What other Trump promises could affect North Carolina?
▪ If the new president rips up trade deals or imposes tariffs, exporters in the state – and their employees – could face tough times. North Carolina exports about $30 million worth of goods a year and more than 158,000 N.C. jobs were supported by exports last year.
▪ Trump’s pledge to dismantle the Dodd-Frank financial overhaul law could mean less regulation of the banking industry, including Bank of America and Wells Fargo.
▪ The 350,000 undocumented immigrants believed to be living in North Carolina – according to the Pew Research Center – could be in jeopardy for deportation if Trump goes through with his hard-line immigration plans.
▪ Trump’s promise to repeal and replace the Affordable Care Act would directly affect about 600,000 North Carolinians who are covered through what is also known as Obamacare.
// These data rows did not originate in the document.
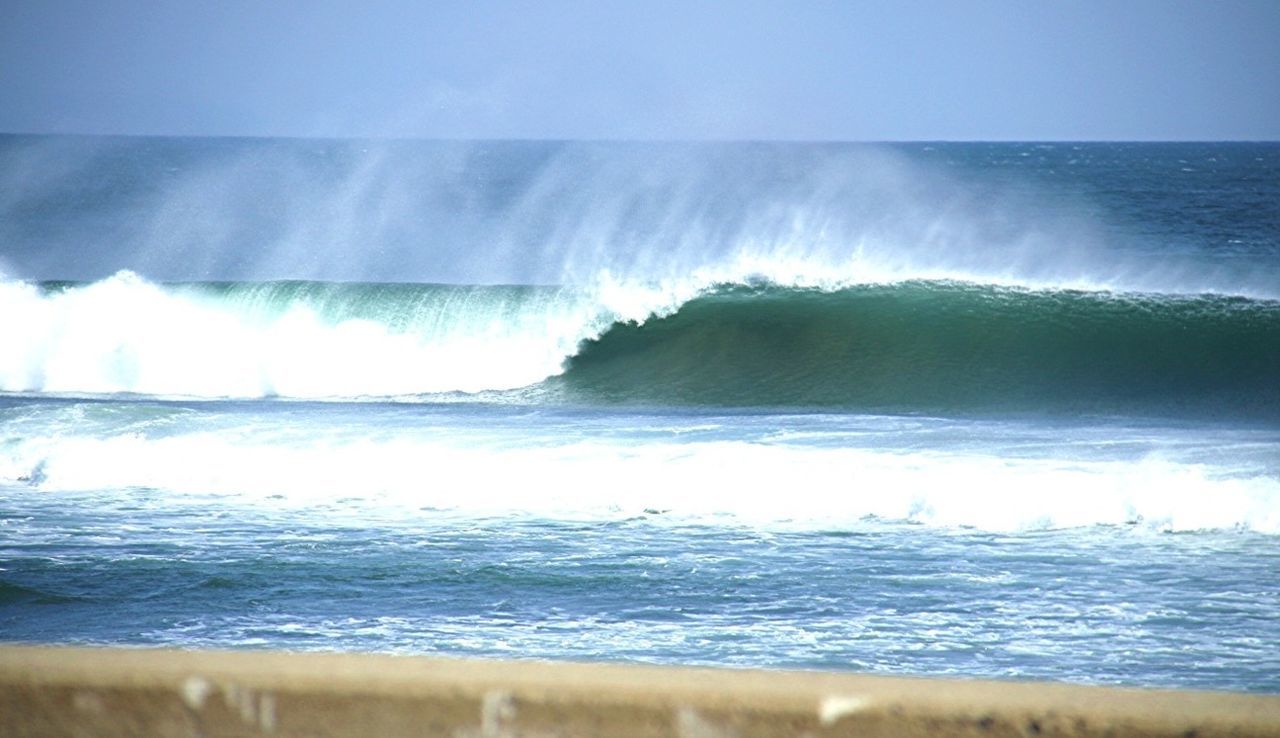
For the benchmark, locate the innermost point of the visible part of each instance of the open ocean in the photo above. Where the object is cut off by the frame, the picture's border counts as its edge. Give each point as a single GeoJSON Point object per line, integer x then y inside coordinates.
{"type": "Point", "coordinates": [964, 409]}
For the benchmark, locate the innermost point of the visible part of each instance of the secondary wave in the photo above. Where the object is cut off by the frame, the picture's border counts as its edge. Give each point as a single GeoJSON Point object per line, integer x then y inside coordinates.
{"type": "Point", "coordinates": [918, 345]}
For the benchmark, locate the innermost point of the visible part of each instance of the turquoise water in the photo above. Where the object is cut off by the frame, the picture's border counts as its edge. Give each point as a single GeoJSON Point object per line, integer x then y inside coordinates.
{"type": "Point", "coordinates": [950, 409]}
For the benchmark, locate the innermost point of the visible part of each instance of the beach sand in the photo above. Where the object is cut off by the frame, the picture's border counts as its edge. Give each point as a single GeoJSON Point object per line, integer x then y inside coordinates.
{"type": "Point", "coordinates": [64, 691]}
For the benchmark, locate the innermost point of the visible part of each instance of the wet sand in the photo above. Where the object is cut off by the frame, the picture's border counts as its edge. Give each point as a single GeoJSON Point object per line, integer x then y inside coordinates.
{"type": "Point", "coordinates": [62, 691]}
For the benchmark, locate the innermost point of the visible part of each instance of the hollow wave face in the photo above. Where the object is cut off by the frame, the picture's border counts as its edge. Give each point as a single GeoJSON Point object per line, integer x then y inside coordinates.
{"type": "Point", "coordinates": [900, 347]}
{"type": "Point", "coordinates": [944, 347]}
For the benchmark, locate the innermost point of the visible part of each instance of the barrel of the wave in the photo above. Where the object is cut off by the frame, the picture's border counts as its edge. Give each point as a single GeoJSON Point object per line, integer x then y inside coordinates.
{"type": "Point", "coordinates": [945, 347]}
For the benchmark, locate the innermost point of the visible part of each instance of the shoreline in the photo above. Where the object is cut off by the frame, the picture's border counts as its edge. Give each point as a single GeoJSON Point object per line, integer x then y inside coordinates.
{"type": "Point", "coordinates": [113, 691]}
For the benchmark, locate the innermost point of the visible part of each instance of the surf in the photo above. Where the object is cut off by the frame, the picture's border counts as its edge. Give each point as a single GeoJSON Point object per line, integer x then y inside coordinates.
{"type": "Point", "coordinates": [899, 347]}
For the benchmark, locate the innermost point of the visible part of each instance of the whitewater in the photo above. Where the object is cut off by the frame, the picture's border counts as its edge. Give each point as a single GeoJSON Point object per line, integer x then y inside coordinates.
{"type": "Point", "coordinates": [1001, 409]}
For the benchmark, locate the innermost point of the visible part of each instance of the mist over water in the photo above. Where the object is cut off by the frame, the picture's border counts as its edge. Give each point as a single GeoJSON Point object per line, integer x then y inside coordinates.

More than 90 percent of them have qualified for federal subsidies to reduce premiums.
▪ In his pledge to rebuild the military and develop new technologies, Trump said North Carolina’s Research Triangle Park, among other sites, would play a key role. His promise to boost defense fending could also benefit a state that has major military bases, including Fort Bragg and Camp Lejeune.